Construct the point $E$ as a reflection of the point $D$ w.r.t. the vertical line through $A$, $\angle DAE=\theta-(40^\circ-\theta)=2\theta-40^\circ$.

Point $H=BD\cap CE$.

$\triangle BDE$, $\triangle CDE$ and $\triangle EHD$ are isosceles, $\angle EBD=\angle BDE=\angle DEC=\angle ECD=20^\circ$, $|BE|=|CD|=|DE|$.

Point $D_1:DD_1\perp AC,\ |DD_1|=|DE|$, point $F=AC\cap DD_1$. From $\triangle CDF$, $|DF|=|D_1F|=\tfrac12\,|CD|=\tfrac12\,|DE|$.

Similarly, point $E_1:DD_1\perp AB,\ |EE_1|=|DE|$, point $G=AB\cap EE_1$. From $\triangle BEG$, $|EG|=|E_1G|=\tfrac12\,|BE|=\tfrac12\,|DE|$.
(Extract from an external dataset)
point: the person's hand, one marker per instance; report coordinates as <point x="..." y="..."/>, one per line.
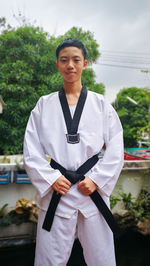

Noe we have $\angle D_1AD=\angle EAE_1=\angle DAE$, $\angle FAD=\angle EAG=\tfrac12\,\angle DAE$,

so

\begin{align} 2\angle DAE&=\angle CAB ,\\ 2(2\theta-40^\circ)&=40^\circ ,\\ \theta&=30^\circ . \end{align}

Answer 2

2) If $\tan3x=0$, so we can check it easily.

Let $\tan3x\neq0.$

Thus, we need to solve: $$\tan{x}\cot3x+1=\tan2x\tan4x+1$$ or $$\frac{\sin4x}{\cos{x}\sin3x}=\frac{\cos2x}{\cos2x\cos4x}$$ or $$\sin4x\cos4x=\sin3x\cos{x}$$ or $$\sin8x=\sin4x+\sin2x$$ or $$\sin8x-\sin4x=\sin2x$$ or $$\sin2x(2\cos6x-1)=0.$$ Can you end it now?

The first problem.

Take $\Delta BFG$ such that $BG=GF$ and $\measuredangle G=20^{\circ}.$

Let $K\in GF$, $M\in GK$ and $E\in GB$ such that $BF=BK=EK=EM.$

Thus, $\measuredangle KBF=20^{\circ}$ and $$\measuredangle EBK=80^{\circ}-20^{\circ}=60^{\circ},$$ which gives $$BE=BK=EK=EM.$$ Also, $$\measuredangle EMK=\measuredangle EKM=180^{\circ}-\measuredangle EKB-\measuredangle BKF=180^{\circ}-60^{\circ}-80^{\circ}=40^{\circ}$$ and since $\measuredangle G=20^{\circ},$ we obtain: $$\measuredangle GEM=40^{\circ}-20^{\circ}=20^{\circ},$$ which gives $$GM=ME=EK=BK=EB=BF.$$ Thus, $$\measuredangle EBM=\measuredangle EMB=\frac{1}{2}\measuredangle GEM=10^{\circ},$$ which gives $$\measuredangle MBF=80^{\circ}-10^{\circ}=70^{\circ},$$ $$\measuredangle MBK=50^{\circ},$$ $$\measuredangle KBF=20^{\circ}.$$ Also, we have: $$\measuredangle BKM=60^{\circ}+40^{\circ}=100^{\circ}$$ and $$\measuredangle BMK=40^{\circ}-10^{\circ}=30^{\circ}.$$ Now, let $EK\cap BF=\{C\}$ and $N$ be placed on the line $BC$ such that $B$ is a mid-point of $NF$.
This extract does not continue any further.